Wednesday, August 26, 2009

Living document

All right, it is a living document. 

The founders never thought it was perfect or immutable. It grew under John Marshall.

It grew under Jefferson, for gosh sakes. He knew a limited reading wouldn't support Louisiana Purchase. But it was his duty to take the deal.

Polk stretched war-making power. Utah conservatives wouldn't regret being in U.S., would they? would they?

Then Lincoln and the postwar amendments.

Kennedy

Ted Kennedy died yesterday. I worked on his campaign in '80. I thought then he spoke for the forgetten people.

But, as Amity Shlaes (?) pointed out, the real "forgotten man" is the person who works, pays taxes, supports the community. Kennedy too often forgot about him, or at least took him for granted.

Thursday, August 20, 2009

Yeah, we are scared

All the stuff we've been writing about is from proposed legislation, the president's own words in the New York Times, commentary from liberals such as Nat Hentoff and Mickey Kaus, and a Washington Post editorial writer, with more support from mainstream pubs such as the Wall Street Journal.

No blogs, no pols (aside from one quote from Palin).

Tuesday, August 11, 2009

Who decides? And when?

From kausfiles:

A debate on long-term cost control and end-of-life care--especially an emotional and acrimonious debate--is a highly useful debate to have. But it's not a useful debate to have right now. Right now it is killing Obama's universal care plans. ... And it wasn't a debate we had to have right now. It's a debate Obama has brought on himself by framing health care as an attempt to "bend the curve" of long term costs decades from now. He could have just said "Here's how I would guarantee health security for everyone. And here's how we're going to pay for it for the next ten years."

Kaus is one of the most insightful writers around. But here it's backwards.

We should have the discussion about cost control and end-of-life care first. How can we design change the system if we don't know what it will cover?

That's like saying: "Let's not worry about our destination. Let's just plan everything else about the trip."

Decide the destination first.

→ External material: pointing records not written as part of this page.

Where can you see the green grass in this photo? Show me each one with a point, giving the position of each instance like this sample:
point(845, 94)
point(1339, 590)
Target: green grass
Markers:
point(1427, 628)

Then decide the trip.

And Obama does bring up a good point. Why do we pay so much on the last weeks, when that neither prolongs nor betters life?

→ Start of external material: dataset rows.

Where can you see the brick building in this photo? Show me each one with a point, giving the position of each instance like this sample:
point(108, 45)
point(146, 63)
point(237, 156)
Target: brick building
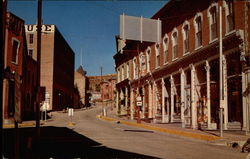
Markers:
point(57, 65)
point(179, 77)
point(19, 73)
point(80, 84)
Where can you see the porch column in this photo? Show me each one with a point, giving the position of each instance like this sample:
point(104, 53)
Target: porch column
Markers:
point(163, 100)
point(225, 93)
point(126, 100)
point(193, 98)
point(172, 99)
point(132, 103)
point(182, 77)
point(207, 67)
point(117, 101)
point(150, 94)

Most people don't want to be tormented at the very end of their lives. But they don't want a bureaucrat to decide when that will be.

But until we decide that, we can't really reform the system.

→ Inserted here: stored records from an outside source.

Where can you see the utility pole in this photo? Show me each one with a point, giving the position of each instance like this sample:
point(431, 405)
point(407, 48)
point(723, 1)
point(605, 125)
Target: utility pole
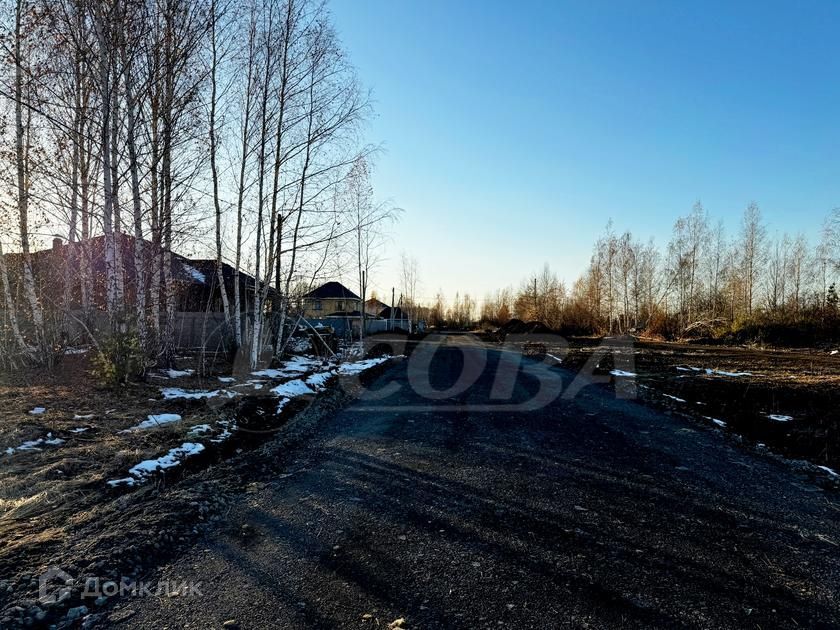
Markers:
point(535, 299)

Just because you're paranoid ...

Death panels? from IBD:

Death panels are already here it seems, just as they have been for some time in Britain and Canada. The concept behind deciding who lives and who dies and how finite resources should be allocated was described by key Obama health care adviser Dr. Ezekiel Emanuel, brother to White House Chief of Staff Rahm Emanuel.

In his paper, "Principles for Allocation of Scarce Medical Interventions," he expounds on what he calls "The Complete Lives System" for allocating treatments and resources.

"When the worse-off can benefit only slightly while better-off people could benefit greatly," he says, "allocating to the better-off is often justifiable."

These are Dr. Emanuel's words, not Palin's. We're not making this up and neither is she. It is not hard to see this formula for rationing forcing children such as Trig and the elderly such as Barbara Morgan to take a number — a very high number.

Monday, August 10, 2009

White House for sale

Robert Reich on health care sellout:

But I'm appalled by the deal the White House has made with the pharmaceutical industry's lobbying arm to buy their support.

More scorn and contempt from Dems

Maybe Pelosi and Reid could start a new committee. Call it the ... oh, you know.